京ゆば懐石『山翠楼』(奥湯河原)
デジカメ忘れたので、写真はホームページより拝借
例年ですと、この春休み期間には、カミさんの実家のある秋田へと旅するのですが、今年はちょっと事情があって私は富士山に居残りです。
その代わりと言ってはなんですが、本日は家族、そして私の両親、姉とともに、奥湯河原の温泉宿に来ております。いちおう名目は両親の金婚祝いということだそうですが、実際はまだ50年経っていないとか。もうこのくらいになっちゃうと正確なカウントなんてどうでもいいわけで、まあ元気なうちに済ませておいた方が何かと後悔がないだろうということですね。
そんなわけで、今回は普段では絶対に泊まれないような高級旅館にですねえ、両親を招待したのです。京ゆば懐石『山翠楼』です。きっと私もこれが最初で最後…いや、あるいは自分の金婚の時にもう一度あるかもしれない…まあいずれにせよ、思いっきり贅沢をしておりますです、はい。
う〜む、なんかうまく説明できないけれど、とにかく最初からすごかった。車を駐車場に入れるのも、荷物を運ぶのもみんな誰かがやってくれる。こんな経験当然初めてなので、なんか挙動不審になってしまったっす。
車で正面玄関に乗りつけたと同時に、番頭さんみたいなイデタチのおじいさん方(!)が数人走ってこられて、車を取り囲むんですから、そりゃあ動揺しますよ。鍵も荷物もそのままで降りろ、ということですから、こりゃあ新手の強盗かと思いましたよ(笑…失礼)。
門をくぐると、写真のような大広間で上品な女性の皆さまがお出迎えくださいます。なんか、いい香りがします。う〜なんとも言えない非日常空間。その後お茶をいただいてから部屋へ案内されました。第一、部屋がいくつあるんだ?これ全部使っていいの?という感じです。私たち庶民は、比較的安いお部屋、それも特別料金の時期を狙っての利用ですが、それでもこれだもんなあ。
さっそく浴衣に着替えて、くつろぎモードへ。うむ、ホテルなんかにゃあ、もう泊まりたくないよ〜。日本人は旅館でしょう。
しばらく景色などを眺めた後、さっそく温泉につかりに行きました。温泉のことはあんまり詳しくありませんけど、なんかそこらの健康ランド的温泉とは、何かが違うような気が。たぶんその何かとは「気分」だと思いますけどね。露天風呂にもちょっぴりつかって部屋に戻り、さあ夕食の時間です。

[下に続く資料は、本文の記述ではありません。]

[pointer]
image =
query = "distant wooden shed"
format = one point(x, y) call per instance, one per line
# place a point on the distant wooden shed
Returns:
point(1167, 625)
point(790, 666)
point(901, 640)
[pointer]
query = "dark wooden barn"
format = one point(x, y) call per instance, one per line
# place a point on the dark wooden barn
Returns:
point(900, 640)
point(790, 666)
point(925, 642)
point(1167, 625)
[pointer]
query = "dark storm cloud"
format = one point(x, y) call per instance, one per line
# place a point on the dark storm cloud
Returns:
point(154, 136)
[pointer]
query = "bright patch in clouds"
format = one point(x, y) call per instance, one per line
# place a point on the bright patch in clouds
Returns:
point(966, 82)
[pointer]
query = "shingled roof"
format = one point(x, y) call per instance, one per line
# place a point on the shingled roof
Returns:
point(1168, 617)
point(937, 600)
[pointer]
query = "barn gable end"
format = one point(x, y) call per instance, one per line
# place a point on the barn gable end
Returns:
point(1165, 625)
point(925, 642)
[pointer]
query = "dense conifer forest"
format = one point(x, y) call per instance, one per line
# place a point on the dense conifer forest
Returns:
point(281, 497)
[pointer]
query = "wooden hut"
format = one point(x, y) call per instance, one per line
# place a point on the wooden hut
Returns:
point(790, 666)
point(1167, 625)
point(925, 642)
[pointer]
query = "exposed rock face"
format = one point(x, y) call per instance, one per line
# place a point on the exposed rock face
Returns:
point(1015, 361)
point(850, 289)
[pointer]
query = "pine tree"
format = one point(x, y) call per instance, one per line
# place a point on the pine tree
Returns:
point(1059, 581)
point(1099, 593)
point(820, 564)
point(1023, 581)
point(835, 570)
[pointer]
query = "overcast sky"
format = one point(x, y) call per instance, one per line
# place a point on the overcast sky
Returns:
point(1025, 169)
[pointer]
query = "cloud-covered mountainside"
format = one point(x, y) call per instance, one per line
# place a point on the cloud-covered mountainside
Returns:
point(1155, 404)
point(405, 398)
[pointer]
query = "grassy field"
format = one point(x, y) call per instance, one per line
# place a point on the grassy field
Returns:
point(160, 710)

お食事部屋に移動してみますと、そこにも非日常的空間が広がっていました。えっとえっと…何を食べたっけ?あんまりおいしくて忘れちゃいました。てか、ここで紹介しても、きっと皆さまの舌と胃を満足させることができないどころか、おそらくマイナスの感情を引き起こしてしまうでしょうから、ナイショにしときます(すみません、今日はちょっとやなヤツにならせてください!)。
とにかつですねえ、「京ゆば懐石」というくらいですから、そういうお料理なんですよ。懐石とは言っても、一般向けにしてありますし、こちらも懐石の作法なんか全然知らないわけでして、まあ、ゆばや当地の海や山の幸を中心にした高級な和食ということです。ああ極楽。途中、品格漂うおかみ直々のご挨拶などもあり、気分はさらにセレブ!?
そして、お酒はこちら「山翠楼」オリジナルの「吟醸純米 海石榴(ざくろ)」をいただきました。一人で五合くらい飲んじゃったな。口当たりがとても滑らかで軟らか、吟醸香も控え目でして、比較的地味な味わいの料理とうまい具合にマッチしていました。ちゃんと考えられてるなという感じ。至福の時間だなあ…。
と、そんなこんなで、とっても幸せな気分のまま、私はなんと8時に就寝してしまいました(この記事は翌日書いております)。これもまた、なかなか味わえない幸せですね。ああ、生きてて良かったっす。あっそうだ、いちおう両親におめでとう、そしてお疲れさまと言わなくては。この至福を再び味わうために、ワタクシたちも気合いで50年つれそいましょう。ちょうど昨日で丸9年たちました。あと41年(笑)。がんばるぞ〜!